Canada is taking steps to comply with a 15 percent global minimum tax on multinational companies starting in 2023, but a report says the new regime could adversely affect Canadian wealth and tax revenues and make countries vie for the international taxes on a “first-come, first-served” basis.
The C.D. Howe Institute’s May 31 report, written by Angelo Nikolakakis, a partner with international law firm EY Law, says that if Canada doesn’t make “other strategic adjustments,” it “will likely be impoverished.”
The global corporate minimum tax scheme championed by the Organisation for Economic Co-operation and Development (OECD) and G20 consists of two pillars. Pillar One allocates new taxing rights to countries where about 100 of the world’s largest multinational enterprises (MNEs) operate. Pillar Two establishes a minimum tax of 15 percent on MNEs that have annual consolidated revenues of $750 million euros (C$1 billion), which includes many Canadian MNEs.
“The regime contemplates the introduction of a veritable tax smorgasbord,” Nikolakakis said.
The report analyzed the most recent releases from the OECD regarding implementation of the minimum tax’s “Model Rules,” which describe the process countries are to use in calculating the required top-up tax if a company’s effective tax rate is below 15 percent and how Canada could potentially compete to get more of this tax revenue.

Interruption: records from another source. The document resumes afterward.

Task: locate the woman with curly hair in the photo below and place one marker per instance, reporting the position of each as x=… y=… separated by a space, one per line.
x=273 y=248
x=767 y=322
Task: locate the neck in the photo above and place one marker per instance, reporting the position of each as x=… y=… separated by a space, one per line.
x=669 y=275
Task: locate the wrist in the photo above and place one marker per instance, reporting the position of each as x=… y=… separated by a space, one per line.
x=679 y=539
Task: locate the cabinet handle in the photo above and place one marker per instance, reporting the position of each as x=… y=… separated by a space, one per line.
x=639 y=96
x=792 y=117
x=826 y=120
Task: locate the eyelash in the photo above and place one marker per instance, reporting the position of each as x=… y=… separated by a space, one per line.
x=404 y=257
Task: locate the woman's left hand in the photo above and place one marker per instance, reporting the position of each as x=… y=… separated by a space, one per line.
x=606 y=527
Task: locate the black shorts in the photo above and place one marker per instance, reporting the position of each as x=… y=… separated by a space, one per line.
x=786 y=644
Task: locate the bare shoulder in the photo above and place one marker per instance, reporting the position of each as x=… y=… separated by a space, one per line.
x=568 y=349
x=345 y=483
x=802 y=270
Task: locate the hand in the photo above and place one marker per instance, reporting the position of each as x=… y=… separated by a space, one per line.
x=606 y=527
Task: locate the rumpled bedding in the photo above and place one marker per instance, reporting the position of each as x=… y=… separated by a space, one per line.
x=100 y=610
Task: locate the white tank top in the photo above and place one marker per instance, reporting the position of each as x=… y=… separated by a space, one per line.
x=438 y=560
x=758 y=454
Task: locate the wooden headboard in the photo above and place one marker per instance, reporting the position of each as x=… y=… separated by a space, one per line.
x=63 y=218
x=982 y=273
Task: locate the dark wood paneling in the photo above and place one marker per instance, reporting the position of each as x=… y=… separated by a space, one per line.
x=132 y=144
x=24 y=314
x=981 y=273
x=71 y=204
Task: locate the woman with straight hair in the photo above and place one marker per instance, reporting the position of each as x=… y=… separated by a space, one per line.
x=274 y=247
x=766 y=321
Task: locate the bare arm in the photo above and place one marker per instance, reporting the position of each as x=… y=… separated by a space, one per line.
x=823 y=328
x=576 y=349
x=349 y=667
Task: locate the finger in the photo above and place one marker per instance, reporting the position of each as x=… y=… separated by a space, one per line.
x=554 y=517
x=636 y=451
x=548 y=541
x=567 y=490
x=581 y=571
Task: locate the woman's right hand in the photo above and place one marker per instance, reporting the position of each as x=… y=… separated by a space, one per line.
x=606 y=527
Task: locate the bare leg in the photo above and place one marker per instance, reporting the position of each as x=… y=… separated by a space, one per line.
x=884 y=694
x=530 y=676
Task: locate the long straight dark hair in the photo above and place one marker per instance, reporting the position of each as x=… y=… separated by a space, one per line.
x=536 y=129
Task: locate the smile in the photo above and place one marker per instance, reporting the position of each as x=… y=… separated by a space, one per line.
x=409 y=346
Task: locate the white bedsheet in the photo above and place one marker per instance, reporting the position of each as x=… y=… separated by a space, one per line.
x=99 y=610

“The best outcomes would arise if Canada were to adopt a Canada-first approach, whereby Canadian MNE groups had the incentive to reduce foreign taxes, in a way that results in Canada being the country that collects the 15 percent global minimum tax,” Nikolakakis said.
But instead of raising additional tax revenues under the regime, Canada could suffer losses, according to the report. Nikolakakis pointed out that if the relevant foreign jurisdictions increase their tax rates, either in general or under Pillar Two, Canada’s adoption of Pillar Two might not raise the $3.5 billion in annual tax revenues once estimated by Canada’s finance minister.
This is because, as Nikolakakis explained, if Canadian-based MNEs pay more foreign tax, it would likely result in an offset against Canadian taxes otherwise payable by them, and more importantly, result in lower after-tax foreign earnings for those MNEs.
“This, in turn, would reduce their ability to reinvest, and reduce their distributions to Canadian stakeholders, with adverse implications for the overall Canadian economy,” the report stated.
Telling Choices to Be Made
Nikolakakis criticized the model rules. While he said they would not completely eliminate the benefits for MNEs to earn cross-border income from low-tax jurisdictions, those benefits would be diminished. He added that the rules would also create incentives for certain governments to opportunistically raise their tax rates and, in addition, the rules could discourage governments from relying “on their tax systems as instruments of industrial and social policy, through the use of investment and development incentives.”
The report laid out considerations for Canada in the implementation of the 15 percent minimum tax. One option could be to reform the country’s international tax system to increase the likelihood that MNEs pay the top-up tax to Canada rather than to foreign jurisdictions.
The model rules allow a country to impose the top-up tax on an MNE’s profits in another country where no top-up tax is imposed and where the effective tax rate is less than 15 percent.
Canada is a relatively high-tax jurisdiction, with a federal corporate tax rate of 26.5 percent, and Nikolakakis says MNEs would be inclined to keep earnings in foreign jurisdictions to avoid paying anything more than the minimum 15 percent.
Another consideration for Canada, however, is attracting business and income from foreign MNEs that would prefer to pay their top-up taxes to their parent jurisdictions, in which case Canada might decline to impose a top-up tax, according to the report.
Canada is one of 137 OECD members that have so far agreed to the OECD/G20 framework for overhauling international taxation for large multinationals.
The regime’s objective is to end the “race to the bottom” in corporate taxation, where countries such as Ireland have attracted MNEs with low corporate tax rates.
The federal budget also announced the launch of a public consultation on implementation of the 15 percent tax and the domestic minimum top-up tax, while acknowledging that it’s “not possible to reliably estimate the revenue impact [of the global minimum tax] at this time.”